Posts tagged: statistics

A theory of 'networking' but more of a perspective on market research

the masses.jpgI get a lot of Twitter-followers, based on keywords like, eh, ‘Screenplay’ and ‘Consulting,’ and it annoying to say the least. Why? Because I don’t believe in mass-networking and I will explain why in the rest of this post (there are other reasons, this was just the trigger).

Over the years, I’ve accumulated a lot of experience in market research and I’ve become pretty good at it. From selling myself over the phone in a minute or less, to overcoming gatekeepers, to learning to really listen to people, to arranging personal interviews and transcribing the results, to designing and co-ordinating mass-research campaigns, and analysing them, I feel I’ve seen a lot and I’ve also seen a lot bad practices.

Why does market research get a bad rap? Because a lot of it focusses on getting as many results in as possible. It’s called “statistical significance,” for the newcomers to this field, and it means that getting the answers of 10 people is less subjective than getting the answers of 2. Of course you have to take into account that there are different types of market research: those that lead to clear outcomes and those that lead to lot’s of data that can be analysed and interpreted. Being a practical guy, I much prefer the first as the other kind often feels like a waste of money to me.

How do you design an outcome-focussed research campaign? Pretty simple: you get as close as possible to the outcome and you test it. In tech-world, this would be developing a prototype and testing it. In web-world, this would be something like A/B-marketing, where you design different versions of the same page and test their effectiveness on different samples. Of course, you can conduct plenty of market research before also, but as a favourite lecturer of mine once told me: “how do you research innovation (i.e. something new)? You can’t, because people really don’t know how they feel once the innovation is there.

The other kind of market research, the one that produces a lot of data, is a gold-mine for journalists, analysts, and consultants. They all love to deal with abstractions that can be applied to many different situations. “Research showed that people are getting tired of green advertising. Therefore, we can write an article/report/advice to our clients that green advertising sucks.” The end, pay me.

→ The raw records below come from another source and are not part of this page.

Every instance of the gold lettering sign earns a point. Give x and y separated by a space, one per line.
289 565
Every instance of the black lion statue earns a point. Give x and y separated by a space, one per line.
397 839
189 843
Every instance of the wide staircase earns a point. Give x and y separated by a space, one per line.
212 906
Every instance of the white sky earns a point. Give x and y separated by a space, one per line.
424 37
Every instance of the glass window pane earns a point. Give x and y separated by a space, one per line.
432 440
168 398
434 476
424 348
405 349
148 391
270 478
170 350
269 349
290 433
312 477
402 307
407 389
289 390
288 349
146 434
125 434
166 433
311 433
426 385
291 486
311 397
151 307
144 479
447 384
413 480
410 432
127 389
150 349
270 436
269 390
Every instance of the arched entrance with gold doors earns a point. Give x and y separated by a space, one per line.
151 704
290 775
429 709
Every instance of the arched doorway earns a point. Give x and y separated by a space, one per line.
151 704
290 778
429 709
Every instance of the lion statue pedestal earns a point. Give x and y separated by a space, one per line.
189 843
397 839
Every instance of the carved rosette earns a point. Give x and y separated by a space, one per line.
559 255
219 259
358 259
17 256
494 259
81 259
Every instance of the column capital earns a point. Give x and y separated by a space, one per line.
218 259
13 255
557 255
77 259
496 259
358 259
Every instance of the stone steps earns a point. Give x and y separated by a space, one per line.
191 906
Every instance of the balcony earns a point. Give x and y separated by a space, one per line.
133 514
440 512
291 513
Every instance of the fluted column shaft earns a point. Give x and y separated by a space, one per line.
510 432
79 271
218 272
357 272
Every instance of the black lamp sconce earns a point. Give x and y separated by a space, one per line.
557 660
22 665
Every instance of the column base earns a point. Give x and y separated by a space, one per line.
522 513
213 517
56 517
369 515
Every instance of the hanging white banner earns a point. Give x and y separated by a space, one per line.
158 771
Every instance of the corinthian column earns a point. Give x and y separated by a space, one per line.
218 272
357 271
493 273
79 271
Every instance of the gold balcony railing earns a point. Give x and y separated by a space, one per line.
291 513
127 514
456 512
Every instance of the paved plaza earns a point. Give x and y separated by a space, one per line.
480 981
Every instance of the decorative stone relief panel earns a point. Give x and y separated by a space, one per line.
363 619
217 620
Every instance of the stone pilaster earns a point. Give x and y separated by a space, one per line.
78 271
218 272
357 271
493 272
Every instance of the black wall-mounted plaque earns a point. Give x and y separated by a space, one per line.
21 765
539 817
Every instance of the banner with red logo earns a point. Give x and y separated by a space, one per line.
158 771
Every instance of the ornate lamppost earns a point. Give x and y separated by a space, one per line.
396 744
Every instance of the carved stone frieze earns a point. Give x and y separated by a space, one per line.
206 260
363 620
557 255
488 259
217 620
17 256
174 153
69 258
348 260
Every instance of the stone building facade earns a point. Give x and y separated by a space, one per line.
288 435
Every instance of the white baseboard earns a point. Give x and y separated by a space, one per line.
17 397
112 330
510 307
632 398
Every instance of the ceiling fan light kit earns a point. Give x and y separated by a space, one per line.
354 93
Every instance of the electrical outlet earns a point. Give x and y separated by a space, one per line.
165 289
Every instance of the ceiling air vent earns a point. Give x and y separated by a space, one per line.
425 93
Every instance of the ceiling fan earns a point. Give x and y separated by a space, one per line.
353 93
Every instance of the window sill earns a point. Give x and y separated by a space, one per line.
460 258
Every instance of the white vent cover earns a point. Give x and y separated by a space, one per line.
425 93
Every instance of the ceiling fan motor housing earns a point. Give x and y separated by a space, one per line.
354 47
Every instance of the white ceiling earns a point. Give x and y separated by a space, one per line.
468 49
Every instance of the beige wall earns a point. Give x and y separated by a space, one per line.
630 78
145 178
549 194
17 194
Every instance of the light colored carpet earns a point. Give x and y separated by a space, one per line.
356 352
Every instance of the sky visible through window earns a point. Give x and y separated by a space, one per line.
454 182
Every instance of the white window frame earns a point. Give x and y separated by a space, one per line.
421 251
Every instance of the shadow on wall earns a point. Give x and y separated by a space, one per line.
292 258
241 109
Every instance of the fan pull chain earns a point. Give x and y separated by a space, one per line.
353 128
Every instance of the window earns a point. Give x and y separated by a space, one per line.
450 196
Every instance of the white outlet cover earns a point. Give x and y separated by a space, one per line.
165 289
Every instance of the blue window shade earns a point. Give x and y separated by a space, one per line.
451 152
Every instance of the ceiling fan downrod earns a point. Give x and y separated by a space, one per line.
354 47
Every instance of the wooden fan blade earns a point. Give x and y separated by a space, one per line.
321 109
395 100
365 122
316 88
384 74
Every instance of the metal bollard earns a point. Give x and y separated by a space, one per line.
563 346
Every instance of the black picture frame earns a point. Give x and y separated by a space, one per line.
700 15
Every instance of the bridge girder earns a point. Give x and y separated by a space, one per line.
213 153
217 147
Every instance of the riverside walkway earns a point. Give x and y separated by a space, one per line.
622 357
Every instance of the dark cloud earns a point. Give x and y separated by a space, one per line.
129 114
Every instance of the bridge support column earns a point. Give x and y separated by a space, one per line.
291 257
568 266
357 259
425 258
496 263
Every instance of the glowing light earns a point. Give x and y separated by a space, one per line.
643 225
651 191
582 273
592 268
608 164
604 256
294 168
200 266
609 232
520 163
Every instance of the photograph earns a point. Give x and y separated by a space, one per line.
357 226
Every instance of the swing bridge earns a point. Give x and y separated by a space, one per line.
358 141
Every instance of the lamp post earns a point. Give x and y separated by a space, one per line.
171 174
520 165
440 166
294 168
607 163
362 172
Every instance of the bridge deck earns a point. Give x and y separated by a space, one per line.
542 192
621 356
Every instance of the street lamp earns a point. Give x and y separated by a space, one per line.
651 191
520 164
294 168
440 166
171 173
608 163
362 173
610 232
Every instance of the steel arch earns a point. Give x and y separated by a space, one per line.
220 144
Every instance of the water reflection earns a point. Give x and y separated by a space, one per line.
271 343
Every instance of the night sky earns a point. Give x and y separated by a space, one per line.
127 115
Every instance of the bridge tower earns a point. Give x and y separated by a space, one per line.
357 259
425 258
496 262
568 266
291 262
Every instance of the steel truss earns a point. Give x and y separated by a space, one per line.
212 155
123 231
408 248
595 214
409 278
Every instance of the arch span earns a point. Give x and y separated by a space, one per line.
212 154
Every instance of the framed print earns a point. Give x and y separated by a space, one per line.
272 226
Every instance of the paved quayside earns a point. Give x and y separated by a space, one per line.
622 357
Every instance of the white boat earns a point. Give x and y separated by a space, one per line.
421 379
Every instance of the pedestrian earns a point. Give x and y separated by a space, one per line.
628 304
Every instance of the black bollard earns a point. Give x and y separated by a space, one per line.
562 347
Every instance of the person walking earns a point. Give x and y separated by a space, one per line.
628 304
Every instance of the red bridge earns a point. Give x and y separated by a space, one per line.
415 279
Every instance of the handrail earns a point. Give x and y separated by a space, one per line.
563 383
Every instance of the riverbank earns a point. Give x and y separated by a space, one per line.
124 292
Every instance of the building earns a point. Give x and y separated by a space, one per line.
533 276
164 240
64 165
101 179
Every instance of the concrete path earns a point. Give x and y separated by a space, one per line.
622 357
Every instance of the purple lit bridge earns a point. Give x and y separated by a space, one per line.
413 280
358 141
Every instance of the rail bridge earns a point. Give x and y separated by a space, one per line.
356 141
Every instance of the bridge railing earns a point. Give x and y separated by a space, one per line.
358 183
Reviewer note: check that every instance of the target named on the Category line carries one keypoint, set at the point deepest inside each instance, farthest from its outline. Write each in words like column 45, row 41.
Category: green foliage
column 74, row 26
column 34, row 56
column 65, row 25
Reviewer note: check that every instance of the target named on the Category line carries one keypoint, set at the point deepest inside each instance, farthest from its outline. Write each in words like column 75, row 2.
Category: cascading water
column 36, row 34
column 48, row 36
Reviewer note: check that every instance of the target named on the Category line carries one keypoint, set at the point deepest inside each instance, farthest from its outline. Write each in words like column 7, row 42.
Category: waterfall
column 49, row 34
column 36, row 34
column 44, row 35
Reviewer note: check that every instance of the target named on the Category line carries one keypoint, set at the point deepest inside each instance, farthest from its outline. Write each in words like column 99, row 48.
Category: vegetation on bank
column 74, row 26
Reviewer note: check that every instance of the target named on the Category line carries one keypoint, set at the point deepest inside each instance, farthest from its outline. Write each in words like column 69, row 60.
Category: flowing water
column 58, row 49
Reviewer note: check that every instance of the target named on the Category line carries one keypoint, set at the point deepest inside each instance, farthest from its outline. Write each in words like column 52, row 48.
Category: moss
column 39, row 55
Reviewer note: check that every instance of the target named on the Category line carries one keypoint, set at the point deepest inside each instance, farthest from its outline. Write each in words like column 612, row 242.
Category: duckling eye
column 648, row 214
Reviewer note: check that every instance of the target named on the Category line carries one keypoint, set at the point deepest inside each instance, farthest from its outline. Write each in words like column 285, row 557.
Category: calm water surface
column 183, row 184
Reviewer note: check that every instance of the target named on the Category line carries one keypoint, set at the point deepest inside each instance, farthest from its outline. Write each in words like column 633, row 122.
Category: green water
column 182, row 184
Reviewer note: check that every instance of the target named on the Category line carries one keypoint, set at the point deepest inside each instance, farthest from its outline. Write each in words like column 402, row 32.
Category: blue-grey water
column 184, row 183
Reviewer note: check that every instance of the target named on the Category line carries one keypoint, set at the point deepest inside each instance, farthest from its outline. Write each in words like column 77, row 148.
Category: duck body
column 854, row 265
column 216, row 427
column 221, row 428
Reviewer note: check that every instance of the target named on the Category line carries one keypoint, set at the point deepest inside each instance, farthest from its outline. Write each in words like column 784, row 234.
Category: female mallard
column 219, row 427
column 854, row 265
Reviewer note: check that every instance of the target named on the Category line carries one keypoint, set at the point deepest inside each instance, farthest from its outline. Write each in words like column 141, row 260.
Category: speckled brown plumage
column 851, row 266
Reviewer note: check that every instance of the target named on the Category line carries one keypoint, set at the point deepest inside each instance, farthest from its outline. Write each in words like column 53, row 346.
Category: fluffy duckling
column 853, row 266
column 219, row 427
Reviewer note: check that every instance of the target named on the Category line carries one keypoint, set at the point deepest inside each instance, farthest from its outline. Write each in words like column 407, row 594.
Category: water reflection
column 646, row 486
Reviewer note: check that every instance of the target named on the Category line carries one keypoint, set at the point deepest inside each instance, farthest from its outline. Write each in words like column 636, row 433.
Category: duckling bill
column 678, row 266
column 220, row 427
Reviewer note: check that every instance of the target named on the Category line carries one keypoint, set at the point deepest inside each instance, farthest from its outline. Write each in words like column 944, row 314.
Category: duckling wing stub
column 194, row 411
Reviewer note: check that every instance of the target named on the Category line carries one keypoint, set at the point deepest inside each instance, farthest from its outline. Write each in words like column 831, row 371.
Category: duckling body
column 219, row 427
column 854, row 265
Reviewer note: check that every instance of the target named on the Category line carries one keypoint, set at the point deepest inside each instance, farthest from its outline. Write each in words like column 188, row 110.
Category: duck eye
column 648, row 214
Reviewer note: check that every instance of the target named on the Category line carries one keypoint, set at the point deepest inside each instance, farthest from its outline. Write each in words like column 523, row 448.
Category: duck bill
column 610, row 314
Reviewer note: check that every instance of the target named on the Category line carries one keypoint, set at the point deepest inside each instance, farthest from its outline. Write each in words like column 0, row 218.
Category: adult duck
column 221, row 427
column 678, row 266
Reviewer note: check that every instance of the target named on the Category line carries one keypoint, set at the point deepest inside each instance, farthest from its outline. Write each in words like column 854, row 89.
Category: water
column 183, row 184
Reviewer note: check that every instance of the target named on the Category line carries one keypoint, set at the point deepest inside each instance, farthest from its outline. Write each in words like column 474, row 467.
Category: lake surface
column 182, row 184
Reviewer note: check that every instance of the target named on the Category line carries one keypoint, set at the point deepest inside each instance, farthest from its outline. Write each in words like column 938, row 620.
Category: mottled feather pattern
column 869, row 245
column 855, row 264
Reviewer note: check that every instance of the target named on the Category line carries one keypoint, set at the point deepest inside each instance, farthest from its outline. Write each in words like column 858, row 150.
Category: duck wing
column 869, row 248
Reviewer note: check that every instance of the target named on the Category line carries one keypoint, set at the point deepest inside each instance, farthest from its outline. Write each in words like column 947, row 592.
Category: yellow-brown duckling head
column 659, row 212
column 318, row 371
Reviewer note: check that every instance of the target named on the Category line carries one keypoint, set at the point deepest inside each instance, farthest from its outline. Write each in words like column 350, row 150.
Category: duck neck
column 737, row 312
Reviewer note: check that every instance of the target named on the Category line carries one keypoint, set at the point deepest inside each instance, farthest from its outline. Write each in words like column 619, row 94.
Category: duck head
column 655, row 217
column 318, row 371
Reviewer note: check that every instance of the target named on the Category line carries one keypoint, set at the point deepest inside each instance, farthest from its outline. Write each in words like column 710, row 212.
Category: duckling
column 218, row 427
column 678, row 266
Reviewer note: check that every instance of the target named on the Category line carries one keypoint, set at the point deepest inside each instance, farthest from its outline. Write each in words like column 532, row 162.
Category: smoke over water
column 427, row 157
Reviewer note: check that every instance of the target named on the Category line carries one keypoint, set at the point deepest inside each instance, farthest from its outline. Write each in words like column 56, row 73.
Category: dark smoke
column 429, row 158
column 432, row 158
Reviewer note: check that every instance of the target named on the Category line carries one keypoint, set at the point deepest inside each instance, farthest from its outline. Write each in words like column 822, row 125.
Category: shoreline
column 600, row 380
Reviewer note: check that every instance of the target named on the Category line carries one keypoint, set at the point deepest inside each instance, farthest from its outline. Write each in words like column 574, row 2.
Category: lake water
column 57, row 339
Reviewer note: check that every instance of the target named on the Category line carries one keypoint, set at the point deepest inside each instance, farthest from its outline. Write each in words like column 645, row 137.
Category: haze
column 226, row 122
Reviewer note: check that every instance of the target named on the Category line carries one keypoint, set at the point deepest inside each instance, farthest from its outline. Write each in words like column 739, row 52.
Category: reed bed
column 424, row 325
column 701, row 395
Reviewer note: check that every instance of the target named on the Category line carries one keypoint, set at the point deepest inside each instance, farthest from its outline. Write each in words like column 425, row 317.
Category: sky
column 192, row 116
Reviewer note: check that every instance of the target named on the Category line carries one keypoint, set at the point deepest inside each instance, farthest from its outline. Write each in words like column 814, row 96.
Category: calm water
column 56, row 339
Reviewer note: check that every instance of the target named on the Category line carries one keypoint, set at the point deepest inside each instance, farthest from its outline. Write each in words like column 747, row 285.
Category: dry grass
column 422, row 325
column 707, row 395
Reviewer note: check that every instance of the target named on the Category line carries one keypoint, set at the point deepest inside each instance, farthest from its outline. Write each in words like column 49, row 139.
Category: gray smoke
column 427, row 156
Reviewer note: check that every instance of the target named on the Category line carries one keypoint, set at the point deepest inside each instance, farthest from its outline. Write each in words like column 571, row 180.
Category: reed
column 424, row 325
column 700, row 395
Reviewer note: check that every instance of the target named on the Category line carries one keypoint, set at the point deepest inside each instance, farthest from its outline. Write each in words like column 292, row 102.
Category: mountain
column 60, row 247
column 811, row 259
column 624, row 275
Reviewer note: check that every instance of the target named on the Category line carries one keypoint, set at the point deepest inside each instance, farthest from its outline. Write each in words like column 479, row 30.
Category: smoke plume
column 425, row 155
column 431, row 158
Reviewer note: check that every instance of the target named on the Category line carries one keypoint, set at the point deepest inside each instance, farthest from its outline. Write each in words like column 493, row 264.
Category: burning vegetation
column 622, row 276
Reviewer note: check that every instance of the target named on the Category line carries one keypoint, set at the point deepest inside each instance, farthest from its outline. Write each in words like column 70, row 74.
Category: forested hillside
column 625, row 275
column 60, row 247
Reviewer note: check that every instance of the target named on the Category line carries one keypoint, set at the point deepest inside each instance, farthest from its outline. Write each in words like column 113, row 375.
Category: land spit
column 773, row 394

That is not to say that more results does not provide a more unbiased perspective on a problem, but it’s just not as simple as asking a lot of people the same questions. There are ways around that, such as collecting demographic and psychographic data and I don’t want to cheapen that. I’ve written before about how statistics only matter as much as where your data comes from. But I’ve also written that triangulation is a large part of my research philosophy, which means getting different perspectives on the same issue. Yes, kind of like A/B marketing. So, I do desk-research, I do web-based surveys, I do interviews with consumers and experts. All of which provides me with a more objective view of the solution to a problem.

Networking, and now we come to the gist of it, is also a philosophy with different flavours. One, the Twitter-kind, focusses on buzz-words, reciprocity (I follow you, you follow me), and the masses. Facebook and LinkedIN are more about: so, how do you know this person? Similarly, in real life, business cards are the equivalent of Twitter: “I’m a consultant, here’s my card, can I have yours?” And friendships, both business and personal ones, are the ones that are about: “so, how do we know each other again?”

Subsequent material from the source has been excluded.